When looking at the themes of the show, it’s easy to notice how much it has relations with the past, present, and future. The poverty of the past influences people to try and find a better future for themselves. The present has an emphasis on neo-colonism as we see advanced civilizations expand through funding and technology. For the future, Aina’s ambition to seek independence is a hopeful vision for her people. This is a bit contrast with Gjallarhorn. In essence, they are a military organization who seeks peace but pursuits them with violence means. Some of its core members such as McGillis Fareed, Gaelio Bauduin, Ein Dalton, and among others has their own ideologies. But one thing they seem to all share is strengthening their nation’s own relations and wealth. On the other hand, there’s also Teiwaz, a business conglomerate. Their relationship with Tekkadan also a similarity about family as their representative member forges a pact with Orga. The amount of relationships in this show is really special and something to take by heart. Whether you agree with their goals or ambitions, it’s important to understand why they fight. And this show is pretty damn good at making its point about that.


Produced by Sunrise, the show’s visual quality is a unique piece of work. Michinori Chiba is in charge of the character designs but visually looks a bit different compared to some of Gundam’s previous predecessors. I guess it feels like a fusion of Gundam 00 and Gundam AGE as the characters looks both childish and mature the same time. This is especially true with characters like Mika and Biscuit. Orga on the other hand has the look of a mature commander. Aina has more of the look of an aristocrat but can also look like a simple lady when she needs to be. Character visuals aren’t the only thing interesting about the artwork though. The universe of the show has colonies that shows wealth with its rich technology and weapons of war As such, it brings legitimacy to their statuses.
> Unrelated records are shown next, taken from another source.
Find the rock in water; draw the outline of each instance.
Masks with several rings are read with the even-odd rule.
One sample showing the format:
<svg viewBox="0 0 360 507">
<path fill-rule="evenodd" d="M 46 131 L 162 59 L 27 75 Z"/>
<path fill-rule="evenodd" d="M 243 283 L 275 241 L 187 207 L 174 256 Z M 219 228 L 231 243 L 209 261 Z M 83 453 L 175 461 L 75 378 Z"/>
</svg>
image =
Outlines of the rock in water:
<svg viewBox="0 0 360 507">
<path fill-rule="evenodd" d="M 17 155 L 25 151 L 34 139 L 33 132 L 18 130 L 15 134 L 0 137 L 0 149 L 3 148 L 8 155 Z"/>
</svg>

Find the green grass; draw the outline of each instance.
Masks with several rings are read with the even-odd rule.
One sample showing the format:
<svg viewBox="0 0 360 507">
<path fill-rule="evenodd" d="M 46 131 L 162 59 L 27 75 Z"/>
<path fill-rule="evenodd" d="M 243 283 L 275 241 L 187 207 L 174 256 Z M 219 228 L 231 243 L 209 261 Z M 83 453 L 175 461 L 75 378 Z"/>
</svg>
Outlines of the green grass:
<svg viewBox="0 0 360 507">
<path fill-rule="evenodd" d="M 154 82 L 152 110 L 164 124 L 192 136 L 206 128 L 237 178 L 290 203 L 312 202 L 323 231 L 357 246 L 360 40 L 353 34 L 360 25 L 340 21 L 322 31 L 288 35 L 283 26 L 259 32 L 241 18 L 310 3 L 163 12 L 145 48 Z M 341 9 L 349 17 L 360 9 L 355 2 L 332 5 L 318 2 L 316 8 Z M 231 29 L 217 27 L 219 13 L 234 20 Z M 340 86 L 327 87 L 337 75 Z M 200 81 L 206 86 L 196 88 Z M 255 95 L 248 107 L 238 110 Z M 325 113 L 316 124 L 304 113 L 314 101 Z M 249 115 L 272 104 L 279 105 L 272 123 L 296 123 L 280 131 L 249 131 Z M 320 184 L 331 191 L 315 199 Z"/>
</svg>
From the mysterious Barbados to Teiwaz’s Saisei, everything looks crisp and establishes the studio’s effort to craft them as technological innovations. This is further enhanced by the solid action with a great amount of effort during fight scenes. Be amazed. This is a show that can be will leave strong memories even with its action.

At first, I wasn’t much of a fan of the music or soundtrack. But after watching a good amount of the show, it’s definitely something to take in by heart. Masaru Yokoyama clearly invested a good amount of effort into producing the music for various scenarios in the show. From melancholic moments to intense combat oriented moments waged in space, it has everything that a mecha fan can wish for. The OP song “Raise Your Flag” is also a way that symbolizes the fight for independence especially with its catchy tone and choreography. And finally, voice mannerism is impressive. Characters such as Orga shows their commanding presence while Mika is known for his cold personality.

Iron-Blooded Orphans is definitely a show to invest time in. Whether you’re a veteran or a causal viewer, the experience after watching this show will be memorable for its story, characters, themes, world-building, and powerful action. Characters’ actions all have purpose and the show offers a balanced way to showcase their motivations. I don’t expect everyone to like all the characters as some may find them less likeable than others. Still, this show is not to be underestimated and is a triumphant one at that. Watch it with an open mind and you’ll see why.